Thursday, October 17, 2024

Restricted composition and laws of nature

Ted Sider famously argues for the universality of composition on the grounds that:

  1. If composition is not universal, then one can find a continuous series of cases from a case of no composition to a case of composition.

  2. Given such a continuous series, there won’t be any abrupt cut-off in composition.

  3. But composition is never vague, so there would have to be an abrupt cut-off.

Consider this argument that every velocity is an escape velocity:

  1. If it’s not the case that every velocity is an escape velocity from a spherically symmetric body of some fixed size and mass, then one can find a continuous series of cases from a case of insufficiency to escape to a case of sufficiency to escape.

  2. Given such a continuous series, there won’t be any abrupt cut-off in escape velocity.

  3. But escape velocity is never vague, so there would have to be an abrupt cut-off.

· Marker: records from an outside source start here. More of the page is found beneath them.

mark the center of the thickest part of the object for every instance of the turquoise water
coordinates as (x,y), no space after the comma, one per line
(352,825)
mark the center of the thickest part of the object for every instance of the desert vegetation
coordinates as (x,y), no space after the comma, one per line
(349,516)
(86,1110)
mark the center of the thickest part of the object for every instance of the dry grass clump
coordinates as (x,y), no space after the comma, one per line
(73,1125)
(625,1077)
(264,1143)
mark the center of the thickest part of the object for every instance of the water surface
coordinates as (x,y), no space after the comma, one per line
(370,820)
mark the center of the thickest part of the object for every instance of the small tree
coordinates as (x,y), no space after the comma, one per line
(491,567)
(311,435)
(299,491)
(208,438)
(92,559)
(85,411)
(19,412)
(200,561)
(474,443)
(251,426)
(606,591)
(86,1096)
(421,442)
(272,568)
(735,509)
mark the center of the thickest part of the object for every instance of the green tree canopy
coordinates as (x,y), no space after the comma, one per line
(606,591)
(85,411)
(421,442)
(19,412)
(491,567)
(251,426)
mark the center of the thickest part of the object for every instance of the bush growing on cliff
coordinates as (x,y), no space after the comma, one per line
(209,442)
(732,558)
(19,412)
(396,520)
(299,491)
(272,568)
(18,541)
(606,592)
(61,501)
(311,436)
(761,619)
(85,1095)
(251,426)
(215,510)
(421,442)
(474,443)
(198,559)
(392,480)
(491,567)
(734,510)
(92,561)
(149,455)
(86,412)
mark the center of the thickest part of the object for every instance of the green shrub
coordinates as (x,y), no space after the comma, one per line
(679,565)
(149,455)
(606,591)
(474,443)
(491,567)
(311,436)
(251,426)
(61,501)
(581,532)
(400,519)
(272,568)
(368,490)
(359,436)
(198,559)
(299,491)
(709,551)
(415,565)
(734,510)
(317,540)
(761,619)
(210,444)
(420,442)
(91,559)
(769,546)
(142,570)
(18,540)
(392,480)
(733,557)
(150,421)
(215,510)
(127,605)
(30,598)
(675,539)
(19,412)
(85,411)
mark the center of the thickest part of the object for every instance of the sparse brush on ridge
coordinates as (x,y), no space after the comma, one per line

It’s obvious that we should deny (5). There is an abrupt cut-off in escape velocity, and there is a precise formula for what it is: (2GM/r)1/2 where G is the gravitational constant, M is the mass of the spherical body, and r is its radius. As the velocity of a projectile gets closer and closer to the (2GM/r)1/2, the projectile goes further and further before turning back. When the velocity reaches (2GM/r)1/2, the projectile goes out forever. There is no paradox here.

Why think that composition is different from escape velocity? Why not think that just as the laws of nature precisely specify when the projectile can escape gravity, they also precisely specify when a bunch of objects compose a whole?

My suspicion is that the reason for thinking the two are different is thinking that composition is something like a “logical” or maybe “metaphysical” matter, while escape is a “causal” matter. Now, universalists like David Lewis do tend to think that the whole is a free lunch, nothing but the “sum of the parts”, in which case it makes sense to think that composition is not something for the laws of nature to specify. But if we are not universalists, then it seems to me that it is very natural to think of composition in a causal way: when a proper plurality of xs are arranged a certain way, they cause the existence of a new entity y that stands in a composed-by relation to the xs, just as when a projectile has a certain velocity, that causes the projectile to escape to infinity.

Some may be bothered by the fact that laws of nature are often taken to be contingent, and so there would be a world with the same parts as ours but different wholes. That would bother one if one thinks that wholes are a free lunch. But if we take wholes seriously, it should no more bother us than a world where particles behave the same way up to time t1, and then behave differently after t1 because the laws are different.

Humeans have good reason to reject the above view, though. If the laws of composition are to match our intuitions about composition, they are likely to be extremely complex, and perhaps too complex to be part of the best system defining the laws on a Humean account of laws. But if we are not Humeans about laws, and think the simplicity of laws is merely an epistemic virtue, the explanatory power of laws of composition might make it reasonable to accept very complex such laws.

That said, we all have reject the simple causal version of the above view, where a proper plurality composing a whole causes the whole’s existence. For instance, I am composed by a plurality of parts that includes my hair, but my hair is not a cause of my existence: I would have just as much existed had I never developed hair. So a more complex version of the causal view is needed: initial parts (maybe the DNA in the zygote that I started as) causally contribute to the existence of the whole, but the causal relation runs in a different direction with respect to later parts, like teeth: perhaps I and my teeth together cause the teeth to be parts of me.

(I don’t endorse the more complex causal view either. I prefer, but still do not endorse, an Aristotelian alternative: when y is in a certain condition, it causes the existence of all of the parts. This is much neater because the causation always runs in the same direction.)